The probability that the number of Boeing 787s built and delivered in the program's fifth year exceeds 4% of the total Boeing aircraft deliveries during the year is 0.5.

Step-by-step solution

Given information

The deliveries of 787 Dreamliner airplanes in the fifth year of the 787 programs are expressed as a percentage of total Boeing aircraft deliveries during the year.

Define the random variable and compute the probability

Let X denotes the percentage of Boeing 787s delivered in the fifth year of the program of the total Boeing aircraft.

Therefore, X is uniformly distributed in the interval between 2.5 and 5.5.

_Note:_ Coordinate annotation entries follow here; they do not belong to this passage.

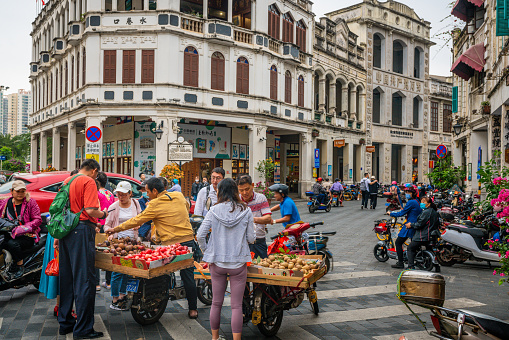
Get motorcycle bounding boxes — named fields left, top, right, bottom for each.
left=373, top=217, right=440, bottom=271
left=306, top=191, right=332, bottom=214
left=268, top=222, right=336, bottom=274
left=0, top=214, right=48, bottom=291
left=438, top=216, right=505, bottom=266
left=398, top=270, right=509, bottom=340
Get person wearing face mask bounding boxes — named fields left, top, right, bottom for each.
left=405, top=197, right=440, bottom=273
left=389, top=187, right=422, bottom=269
left=138, top=182, right=152, bottom=240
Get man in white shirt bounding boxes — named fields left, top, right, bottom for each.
left=194, top=167, right=225, bottom=217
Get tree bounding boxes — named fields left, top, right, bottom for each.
left=427, top=156, right=465, bottom=189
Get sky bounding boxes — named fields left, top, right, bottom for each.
left=0, top=0, right=454, bottom=93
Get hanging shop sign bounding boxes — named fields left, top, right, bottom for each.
left=178, top=123, right=228, bottom=159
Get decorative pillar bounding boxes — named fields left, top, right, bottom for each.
left=51, top=127, right=60, bottom=170
left=39, top=131, right=48, bottom=170
left=329, top=82, right=336, bottom=114
left=318, top=77, right=325, bottom=112
left=248, top=124, right=267, bottom=183
left=67, top=122, right=76, bottom=171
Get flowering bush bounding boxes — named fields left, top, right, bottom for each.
left=159, top=163, right=184, bottom=181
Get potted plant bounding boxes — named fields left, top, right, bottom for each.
left=255, top=158, right=276, bottom=204
left=481, top=100, right=491, bottom=114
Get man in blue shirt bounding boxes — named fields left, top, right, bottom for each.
left=269, top=184, right=300, bottom=227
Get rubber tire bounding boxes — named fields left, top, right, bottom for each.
left=415, top=250, right=435, bottom=272
left=309, top=301, right=320, bottom=315
left=256, top=294, right=283, bottom=338
left=373, top=244, right=389, bottom=262
left=196, top=281, right=212, bottom=306
left=437, top=245, right=456, bottom=267
left=131, top=298, right=168, bottom=326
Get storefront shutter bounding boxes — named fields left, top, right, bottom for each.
left=452, top=86, right=458, bottom=113
left=496, top=0, right=509, bottom=36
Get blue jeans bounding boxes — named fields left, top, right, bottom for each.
left=111, top=273, right=129, bottom=297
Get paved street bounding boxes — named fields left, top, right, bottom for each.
left=0, top=202, right=509, bottom=340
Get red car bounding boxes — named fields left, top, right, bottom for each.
left=0, top=171, right=141, bottom=213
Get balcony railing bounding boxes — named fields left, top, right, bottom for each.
left=181, top=16, right=203, bottom=33
left=233, top=29, right=253, bottom=44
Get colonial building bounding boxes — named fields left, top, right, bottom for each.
left=313, top=17, right=371, bottom=183
left=451, top=0, right=509, bottom=191
left=29, top=0, right=318, bottom=197
left=327, top=0, right=433, bottom=183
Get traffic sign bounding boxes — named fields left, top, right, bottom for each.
left=436, top=144, right=447, bottom=158
left=85, top=126, right=102, bottom=143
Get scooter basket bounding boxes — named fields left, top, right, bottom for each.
left=398, top=270, right=445, bottom=307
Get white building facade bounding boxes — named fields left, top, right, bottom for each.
left=29, top=0, right=316, bottom=194
left=327, top=0, right=433, bottom=183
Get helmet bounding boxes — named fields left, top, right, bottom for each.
left=269, top=184, right=288, bottom=196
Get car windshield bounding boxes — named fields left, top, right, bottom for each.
left=0, top=178, right=30, bottom=194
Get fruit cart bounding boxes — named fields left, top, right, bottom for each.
left=95, top=234, right=194, bottom=325
left=194, top=255, right=326, bottom=337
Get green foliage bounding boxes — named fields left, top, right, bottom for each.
left=427, top=156, right=465, bottom=189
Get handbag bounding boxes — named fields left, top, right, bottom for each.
left=44, top=249, right=60, bottom=276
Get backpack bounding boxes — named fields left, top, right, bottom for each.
left=47, top=174, right=85, bottom=240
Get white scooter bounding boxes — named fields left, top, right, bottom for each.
left=438, top=224, right=500, bottom=266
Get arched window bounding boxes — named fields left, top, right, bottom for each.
left=392, top=41, right=405, bottom=74
left=270, top=65, right=277, bottom=100
left=184, top=46, right=198, bottom=87
left=414, top=47, right=422, bottom=78
left=297, top=76, right=304, bottom=107
left=392, top=93, right=403, bottom=126
left=237, top=57, right=249, bottom=94
left=268, top=5, right=280, bottom=40
left=373, top=34, right=384, bottom=68
left=285, top=71, right=292, bottom=104
left=295, top=20, right=306, bottom=52
left=283, top=13, right=293, bottom=43
left=210, top=52, right=224, bottom=91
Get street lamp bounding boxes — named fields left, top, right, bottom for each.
left=452, top=123, right=463, bottom=136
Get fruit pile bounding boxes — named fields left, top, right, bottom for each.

The probability that the number of Boeing 787s built and delivered in the fifth year of the program exceeds 4% of the total Boeing aircraft deliveries during the year is obtained as:

$\begin{array}{rcl}P\left(X>4\right)& =& P\left(4<X<5.5\right)\\ & =& \frac{5.5-4}{5.5-2.5}\\ & =& \frac{1.5}{3}\\ & =& 0.5\end{array}$

For the uniform distribution: $\mathit{P}\left(\mathit{a}<\mathit{x}<\mathit{b}\right)\mathbf{=}\frac{\mathbf{b}\mathbf{-}\mathbf{a}}{\mathbf{d}\mathbf{-}\mathbf{c}}\mathbf{,}\mathit{c}\mathbf{⩽}\mathit{a}\mathbf{<}\mathit{b}\mathbf{⩽}\mathit{d}$.

Therefore, the required probability is 0.5.